Thursday, August 4, 2016

So What Did Iker Have In Mind?

It's plain that by the summer of 2008, if he hadn't figured it out earlier, Bp Iker had learned that the idea of taking the Episcopal Diocese of Fort Worth into the Catholic Church as a body was, to say the least, controversial. His retraction of the idea made it plain that pulling out of TEC and affiliating with the Southern Cone was already on the agenda for the diocesan convention and a likely sure thing.

So why he allowed the Fort Worth Four, including his canon to the ordinary and the dean of the cathedral, to meet in public and play kissy-kissy with the local Catholic bishop is a puzzle. Here's my surmise:

  • Iker in 2006, when he and six Fort Worth clergy met with Cardinal Law in Rome, was unaware of the plan for a personal prelature that had been mooted by Pope and Steenson with Cardinal Ratzinger in 1993. The 2008 reaction to the Fort Worth Four approach to Vann should be an indication of what would happen to any Episcopal bishop, including Pope or Steenson, if such a thing had come to light. Iker knew as little as anyone.
  • By the time of the 2006 approach, however, Ratzinger had become pontiff and did not need the CDF's approval to issue Anglicanorum coetibus. Planning would have been under way, and Steenson would already have been selected as ordinary, with his departure for Rome already choreographed for the following year.
  • However, in light of how controversial it would be if the plan were prematurely revealed, Law said nothing about it to Iker and his group, instead making a request that they "make an offer", although in light of the progress on the existing plan, the offer wouldn't have been taken seriously if it had been made.
  • In any case, Law at least must have understood what would happen to Iker if he ever seriously proposed taking his diocese into the Catholic Church. Beyond that, I would guess that neither he nor Benedict would have wanted Iker coming in: he would have outshone Steenson, he would have been discontented with Steenson in as ordinary, and he would have been too strong and independent a figure.

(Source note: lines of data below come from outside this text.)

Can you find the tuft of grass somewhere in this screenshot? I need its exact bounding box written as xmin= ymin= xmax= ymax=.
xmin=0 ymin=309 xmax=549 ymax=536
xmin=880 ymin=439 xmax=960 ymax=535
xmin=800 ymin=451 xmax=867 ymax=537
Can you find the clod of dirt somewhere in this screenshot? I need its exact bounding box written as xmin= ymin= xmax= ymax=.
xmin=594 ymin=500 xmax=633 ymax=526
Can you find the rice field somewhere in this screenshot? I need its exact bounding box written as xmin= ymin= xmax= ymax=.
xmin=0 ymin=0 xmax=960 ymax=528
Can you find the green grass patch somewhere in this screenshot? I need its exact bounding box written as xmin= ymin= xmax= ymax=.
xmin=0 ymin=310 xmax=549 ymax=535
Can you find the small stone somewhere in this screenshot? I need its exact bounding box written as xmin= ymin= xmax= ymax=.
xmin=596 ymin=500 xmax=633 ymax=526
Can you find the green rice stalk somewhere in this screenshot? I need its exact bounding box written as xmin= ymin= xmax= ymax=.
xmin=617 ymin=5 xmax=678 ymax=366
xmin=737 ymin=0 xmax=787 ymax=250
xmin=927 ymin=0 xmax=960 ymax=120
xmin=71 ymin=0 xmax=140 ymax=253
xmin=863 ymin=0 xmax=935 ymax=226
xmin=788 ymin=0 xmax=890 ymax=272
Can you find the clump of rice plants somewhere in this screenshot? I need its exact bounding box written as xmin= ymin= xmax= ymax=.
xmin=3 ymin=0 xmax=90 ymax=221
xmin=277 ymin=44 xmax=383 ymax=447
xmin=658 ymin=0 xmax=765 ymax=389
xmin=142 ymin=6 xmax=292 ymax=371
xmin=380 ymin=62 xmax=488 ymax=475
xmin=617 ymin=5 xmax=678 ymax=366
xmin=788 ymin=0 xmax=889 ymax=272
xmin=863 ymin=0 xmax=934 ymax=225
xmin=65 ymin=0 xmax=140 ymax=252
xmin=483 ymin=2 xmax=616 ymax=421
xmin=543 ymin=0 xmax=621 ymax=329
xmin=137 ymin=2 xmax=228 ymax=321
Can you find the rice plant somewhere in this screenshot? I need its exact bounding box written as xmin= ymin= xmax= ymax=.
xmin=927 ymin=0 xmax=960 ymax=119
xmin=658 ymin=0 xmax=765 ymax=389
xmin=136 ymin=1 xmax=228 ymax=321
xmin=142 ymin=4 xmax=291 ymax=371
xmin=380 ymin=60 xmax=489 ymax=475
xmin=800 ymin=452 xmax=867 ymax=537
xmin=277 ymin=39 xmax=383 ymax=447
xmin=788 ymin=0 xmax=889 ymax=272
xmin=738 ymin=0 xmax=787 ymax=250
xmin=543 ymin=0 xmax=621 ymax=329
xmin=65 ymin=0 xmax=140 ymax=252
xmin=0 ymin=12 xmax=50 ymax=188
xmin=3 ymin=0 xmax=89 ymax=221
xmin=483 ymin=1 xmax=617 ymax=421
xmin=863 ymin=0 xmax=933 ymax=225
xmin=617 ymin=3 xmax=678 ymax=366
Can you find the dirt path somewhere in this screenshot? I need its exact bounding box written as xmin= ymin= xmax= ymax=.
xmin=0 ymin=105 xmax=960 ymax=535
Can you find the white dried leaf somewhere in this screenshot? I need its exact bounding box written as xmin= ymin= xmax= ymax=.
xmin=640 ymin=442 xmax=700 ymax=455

If he'd sass TEC, he'd sass the USCCB.
  • I've got to assume that Bp Iker is not a stupid man, and at some point after the 2006 meeting -- especially after Steenson's 2007 journey to Rome -- all of the above must have occurred to him, if he didn't hear much of it from well-placed sources.
  • So he had every reason to put the approach to Law on the back burner, and it looks like that's where it was for two years.
It sees to me, though, that a core group -- the Fort Worth Four, plus the Fort Worth clergy who were received and ultimately ordained in June 2012, minus the ones like Crary and Tobola who didn't make the final cut -- were intent on making the move.
  • Whatever Iker may have concluded about his own prospects, the Fort Worth Four may have retained fantasies of becoming prestigious Catholic prebendaries in some sort of adventitious Catholic Episcopal Diocese of Fort Worth.
  • Vann was too polite to tell them they were nuts.
  • Iker had probably spoiled them and couldn't tell them no directly.
  • So he let the standing committee and whatever spontaneous groups arose of peasants carrying torches do the job for him.